Fang nodded. ‘Extreme good fortune, followed by a happy ending, happily ever after, C-in-a circle The Walt Disney Company, followed by a date.’

‘Exactly.’ Akram nodded emphatically. ‘Things like this just don’t happen in real life, agreed?’

‘Well,’ replied Fang uncertainly. ‘Not often, anyway.’

‘About as often as fourteen pigs playing aerial polo. In fairytales, however, it’s the norm, right? Happens all the time.’

‘So they tell me,’ the tooth fairy said. ‘Not that I’d know, having been stuck this side of the Line all my life. What of it?’

Akram sighed. ‘All right,’ he said. ‘Now, just suppose you were flying down the street and you came across a huge luminous plastic spaceship with little green men running up and down the gangplank and Alpha Centauri Spacecraft Corporation; Product of More Than One Constellation stencilled on the side. Maybe you’d think, Hey, what’s this doing here? And maybe you’d guess that the aliens had landed. Yes?’

‘Conceivably,’ Fang conceded. ‘So?’

Akram pointed to the parcel. ‘This thing’s from the other side of the Line,’ he said. ‘So’s the happy ending that comes with it. I’ve just escaped from there. When you’ve just broken out of Colditz and you’re buying a train ticket to Geneva, you don’t ask for a return. As far as I’m concerned, this has all been too easy. That thing’s an obvious plant.’

‘No it isn’t,’ Fang objected. ‘If it was, it’d have leaves and a stalk and …’

‘Be quiet. If I open that,’ Akram continued, as much to himself as to Fang, ‘it’ll mean I’m back in the story. Every day for the rest of my life I’ll have a page number in the top left-hand corner.’

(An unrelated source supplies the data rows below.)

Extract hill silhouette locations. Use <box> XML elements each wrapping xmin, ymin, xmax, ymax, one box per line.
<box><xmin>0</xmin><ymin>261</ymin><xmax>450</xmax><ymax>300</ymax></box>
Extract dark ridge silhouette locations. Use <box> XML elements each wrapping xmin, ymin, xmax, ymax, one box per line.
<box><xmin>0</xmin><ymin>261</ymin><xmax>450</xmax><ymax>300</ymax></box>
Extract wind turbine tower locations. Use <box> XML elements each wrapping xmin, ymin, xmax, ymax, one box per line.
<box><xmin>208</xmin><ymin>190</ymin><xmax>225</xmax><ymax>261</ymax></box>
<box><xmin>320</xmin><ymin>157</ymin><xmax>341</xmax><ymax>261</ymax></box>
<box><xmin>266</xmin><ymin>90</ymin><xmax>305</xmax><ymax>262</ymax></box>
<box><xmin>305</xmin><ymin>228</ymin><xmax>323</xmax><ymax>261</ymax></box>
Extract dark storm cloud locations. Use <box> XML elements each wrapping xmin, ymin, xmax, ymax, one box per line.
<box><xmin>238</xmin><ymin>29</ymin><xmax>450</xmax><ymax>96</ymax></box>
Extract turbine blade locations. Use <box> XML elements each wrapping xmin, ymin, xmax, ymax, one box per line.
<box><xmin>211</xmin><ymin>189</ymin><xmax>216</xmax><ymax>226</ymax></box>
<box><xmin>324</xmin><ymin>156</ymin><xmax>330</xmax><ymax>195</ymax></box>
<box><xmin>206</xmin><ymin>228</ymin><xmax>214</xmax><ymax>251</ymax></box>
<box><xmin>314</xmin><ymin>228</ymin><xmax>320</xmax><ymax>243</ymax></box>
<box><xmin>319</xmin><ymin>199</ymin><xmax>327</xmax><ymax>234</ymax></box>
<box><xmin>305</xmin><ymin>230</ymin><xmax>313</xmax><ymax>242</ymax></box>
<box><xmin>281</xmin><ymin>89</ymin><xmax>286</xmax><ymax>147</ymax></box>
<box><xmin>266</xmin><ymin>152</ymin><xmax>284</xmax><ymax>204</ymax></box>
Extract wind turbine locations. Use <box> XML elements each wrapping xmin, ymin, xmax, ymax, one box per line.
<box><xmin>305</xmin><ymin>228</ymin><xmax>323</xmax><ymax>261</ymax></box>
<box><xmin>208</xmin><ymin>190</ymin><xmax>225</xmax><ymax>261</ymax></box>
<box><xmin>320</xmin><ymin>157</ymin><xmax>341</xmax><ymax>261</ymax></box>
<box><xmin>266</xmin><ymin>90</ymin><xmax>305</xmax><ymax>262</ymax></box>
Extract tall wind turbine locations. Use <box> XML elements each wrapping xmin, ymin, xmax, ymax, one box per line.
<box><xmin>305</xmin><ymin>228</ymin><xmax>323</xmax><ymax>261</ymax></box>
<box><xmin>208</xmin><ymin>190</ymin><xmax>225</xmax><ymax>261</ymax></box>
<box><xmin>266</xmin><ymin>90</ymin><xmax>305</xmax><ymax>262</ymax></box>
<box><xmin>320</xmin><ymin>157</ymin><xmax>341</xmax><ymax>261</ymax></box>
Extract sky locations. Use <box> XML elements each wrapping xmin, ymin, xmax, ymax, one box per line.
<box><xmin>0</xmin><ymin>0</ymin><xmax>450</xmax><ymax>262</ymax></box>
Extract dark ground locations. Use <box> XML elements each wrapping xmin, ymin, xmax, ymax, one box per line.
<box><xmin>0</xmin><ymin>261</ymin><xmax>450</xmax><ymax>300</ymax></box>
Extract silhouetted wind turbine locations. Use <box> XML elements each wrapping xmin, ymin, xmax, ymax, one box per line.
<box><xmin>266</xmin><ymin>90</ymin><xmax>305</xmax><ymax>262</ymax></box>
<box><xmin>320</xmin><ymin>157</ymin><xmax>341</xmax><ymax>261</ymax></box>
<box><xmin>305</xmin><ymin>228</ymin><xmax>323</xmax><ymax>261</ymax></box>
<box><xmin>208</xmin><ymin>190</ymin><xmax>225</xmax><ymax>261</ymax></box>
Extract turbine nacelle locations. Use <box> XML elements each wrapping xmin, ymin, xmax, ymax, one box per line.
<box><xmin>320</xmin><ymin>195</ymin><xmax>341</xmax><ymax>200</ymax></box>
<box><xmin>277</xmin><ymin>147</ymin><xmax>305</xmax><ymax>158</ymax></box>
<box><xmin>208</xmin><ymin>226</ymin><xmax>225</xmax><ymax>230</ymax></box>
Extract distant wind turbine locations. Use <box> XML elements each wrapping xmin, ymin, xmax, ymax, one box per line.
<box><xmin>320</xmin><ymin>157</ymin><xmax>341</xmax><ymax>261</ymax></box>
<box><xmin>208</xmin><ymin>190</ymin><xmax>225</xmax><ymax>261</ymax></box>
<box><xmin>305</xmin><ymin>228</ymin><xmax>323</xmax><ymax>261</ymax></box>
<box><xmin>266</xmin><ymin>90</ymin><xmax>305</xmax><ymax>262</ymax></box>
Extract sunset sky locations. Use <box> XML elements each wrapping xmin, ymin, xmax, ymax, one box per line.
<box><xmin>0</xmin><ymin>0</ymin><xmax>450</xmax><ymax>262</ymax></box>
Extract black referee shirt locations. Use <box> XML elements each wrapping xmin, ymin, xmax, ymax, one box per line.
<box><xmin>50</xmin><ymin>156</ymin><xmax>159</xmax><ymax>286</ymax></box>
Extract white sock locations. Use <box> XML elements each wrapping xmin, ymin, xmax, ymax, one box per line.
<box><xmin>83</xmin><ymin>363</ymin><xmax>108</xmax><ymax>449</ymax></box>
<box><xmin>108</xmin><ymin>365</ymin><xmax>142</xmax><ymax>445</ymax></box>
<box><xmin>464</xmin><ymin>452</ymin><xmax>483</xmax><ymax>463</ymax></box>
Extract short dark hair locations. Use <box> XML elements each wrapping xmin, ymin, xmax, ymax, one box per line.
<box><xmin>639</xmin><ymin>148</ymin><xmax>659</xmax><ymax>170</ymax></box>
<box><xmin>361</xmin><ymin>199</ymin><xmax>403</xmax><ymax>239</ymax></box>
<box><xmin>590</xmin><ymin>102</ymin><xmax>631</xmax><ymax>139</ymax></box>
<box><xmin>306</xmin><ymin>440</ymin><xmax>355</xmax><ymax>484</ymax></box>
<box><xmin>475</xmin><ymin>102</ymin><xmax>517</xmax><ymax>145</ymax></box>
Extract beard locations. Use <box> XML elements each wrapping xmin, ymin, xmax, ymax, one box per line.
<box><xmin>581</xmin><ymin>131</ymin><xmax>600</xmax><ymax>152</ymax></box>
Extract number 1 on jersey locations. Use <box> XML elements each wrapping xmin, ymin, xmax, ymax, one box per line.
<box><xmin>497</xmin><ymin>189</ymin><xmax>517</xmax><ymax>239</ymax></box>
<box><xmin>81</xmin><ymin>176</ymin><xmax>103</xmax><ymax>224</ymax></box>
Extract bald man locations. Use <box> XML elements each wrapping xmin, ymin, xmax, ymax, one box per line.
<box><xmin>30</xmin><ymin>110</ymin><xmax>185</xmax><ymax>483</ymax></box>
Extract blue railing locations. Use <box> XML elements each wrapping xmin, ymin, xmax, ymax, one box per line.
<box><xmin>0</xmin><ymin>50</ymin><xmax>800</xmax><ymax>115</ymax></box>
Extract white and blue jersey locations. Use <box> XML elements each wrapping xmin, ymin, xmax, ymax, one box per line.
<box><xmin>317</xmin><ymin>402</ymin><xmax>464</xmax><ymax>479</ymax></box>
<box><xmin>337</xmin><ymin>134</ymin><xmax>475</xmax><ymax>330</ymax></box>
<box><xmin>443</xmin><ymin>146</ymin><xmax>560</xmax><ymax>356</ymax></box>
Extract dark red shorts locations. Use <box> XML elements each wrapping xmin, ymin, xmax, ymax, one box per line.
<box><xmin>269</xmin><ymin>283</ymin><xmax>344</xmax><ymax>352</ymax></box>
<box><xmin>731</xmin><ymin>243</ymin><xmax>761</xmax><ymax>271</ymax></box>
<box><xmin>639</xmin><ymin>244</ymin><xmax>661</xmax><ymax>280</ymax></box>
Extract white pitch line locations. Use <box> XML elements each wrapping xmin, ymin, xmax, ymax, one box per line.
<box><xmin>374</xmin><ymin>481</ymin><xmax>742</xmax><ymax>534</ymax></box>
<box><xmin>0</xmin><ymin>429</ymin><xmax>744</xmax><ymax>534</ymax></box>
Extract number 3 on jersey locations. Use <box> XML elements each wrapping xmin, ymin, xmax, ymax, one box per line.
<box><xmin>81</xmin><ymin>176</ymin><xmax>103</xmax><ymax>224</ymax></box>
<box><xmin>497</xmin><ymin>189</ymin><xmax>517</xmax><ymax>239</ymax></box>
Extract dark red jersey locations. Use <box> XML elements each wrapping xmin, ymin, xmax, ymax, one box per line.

Fang bit her lip. Maybe the glamour of the parcel was starting to affect her, or maybe she was just curious. ‘Open it,’ she said. ‘Go on. Just having a look won’t commit you to anything.’

‘Balls.’

‘You know you want to really.’

‘Go away.’

‘Just a little peep,’ whispered Fang, ‘can’t do any harm.’

‘Drop dead,’ Akram replied, opening his penknife and cutting the Sellotape. ‘Opening this would be an awfully big mistake, you mark my words.’

Fang frowned. ‘Don’t you mean adventure?’ she queried.

‘As far as I’m concerned, it’s the same thing.’ He slit the last loop of tape, folded back the cardboard, reached in and lifted out a plain earthenware jar.

‘I see,’ said Fang after a moment’s silence. ‘A potted plant..’

Akram didn’t reply. He was staring at the lid of the jar. I could open it, he told himself. And then, either whatever’s in there will come out, or I’ll go in, and in the long run it’ll amount to the same thing. He screwed his eyes tight shut and said aloud, ‘I wish this thing would go away.’ When he opened them again, it was still there. Which meant that he didn’t have any of the Godfather’s three wishes left. Which meant he’d used them. Something, he told himself, like using the atomic bomb; at first it seems to solve all sorts of problems, and then, some time later, you begin to think that on balance it’d have been rather better if maybe you hadn’t.